September is Ovarian Cancer Awareness Month. In response to this, M Physicians gynecologic oncologist Rahel Ghebre, MD, shares important information about ovarian cancer –– including common symptoms, preventative measures and available treatment options.

“Ovarian cancer occurs most frequently in post-menopausal women. And though it can be difficult to diagnose, there are symptoms to look out for,” Dr. Ghebre says.

Some common symptoms that present themselves early on include bloating, generalized pelvic pain and abdominal discomfort, particularly after eating.

“Unfortunately, because these symptoms are relatively nonspecific, women tend to ignore them longer than they should,” Dr. Ghebre says. “That makes it incredibly difficult not only on the patient, but also the doctor.”

For that reason, it’s incredibly important that women –– particularly those who are genetically disposed to develop ovarian cancer –– make note of any symptoms they may be having and share them with their primary care providers.

“One of the most important aspects of Ovarian Cancer Awareness Month is making sure primary care physicians are informed,” Dr. Ghebre says. “ Because typically, the disease is detected –– or at the very least, suspected –– at the primary care level.” 

While there are some preventive measures that can be taken, there isn’t currently any screening test. 

“It is known that to some extent, ovarian function influences the risk of developing ovarian cancer,” Dr. Ghebre says. “Research shows that women who have previously breastfed, had children or taken birth control have a lowered risk of developing ovarian cancer.”

But where there’s been the most progress, as of late, is in the category of genetics –– tracking the genes of families who have had cases of breast and ovarian cancer. 

“BRCA1 and BRCA2 are two different genes that have been found to impact a person's chances of developing breast and/or ovarian cancer,” Dr. Ghebre says. “If you have this genetic mutation, then your risk of developing breast and ovarian cancer is real.”

As far as treatment options go, ovarian cancer is usually managed using a combination of both surgery and chemotherapy.

“Here at the University of Minnesota, we have not only a multidisciplinary team working to treat patients at the highest level of quality care, but we also have ongoing clinical trials,” Dr. Ghebre says. 

It is important to note that ovarian cancer affects all races and ethnic backgrounds, so it is crucial for both those that come from all  racial and ethnic backgrounds to participate in clinical trials so that the results are meaningful for all populations.

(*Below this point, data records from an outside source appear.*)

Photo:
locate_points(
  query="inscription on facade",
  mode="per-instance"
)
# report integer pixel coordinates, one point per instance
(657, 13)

“This is the only way we can make advancements,” Dr. Ghebre says.

In short, awareness is key. 

“I would say that for patients, sometimes just taking a moment to recognize those kinds of more subtle symptoms of ovarian cancer could be very helpful,” Dr. Ghebre says. “So, just thinking about it for a fraction of a second and being aware is crucial.”

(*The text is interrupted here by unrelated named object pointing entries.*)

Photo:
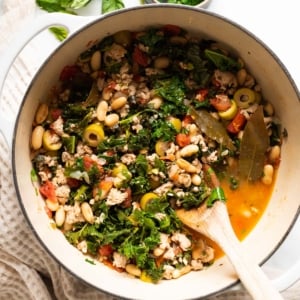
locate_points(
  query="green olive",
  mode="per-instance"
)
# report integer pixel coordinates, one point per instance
(51, 141)
(244, 97)
(123, 38)
(161, 147)
(93, 134)
(230, 112)
(175, 122)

If you, your family or friend have any of these symptoms, they are not always just changes of your body with time. They really can be a sign of a serious medical issue. 

“It’s not unheard of for the patient to be the one that initiates and pushes along her doctor to evaluate it further,” Dr. Ghebre says. “It’s ok to tell your doctor that this is not normal for you, and ask them to look into it further.”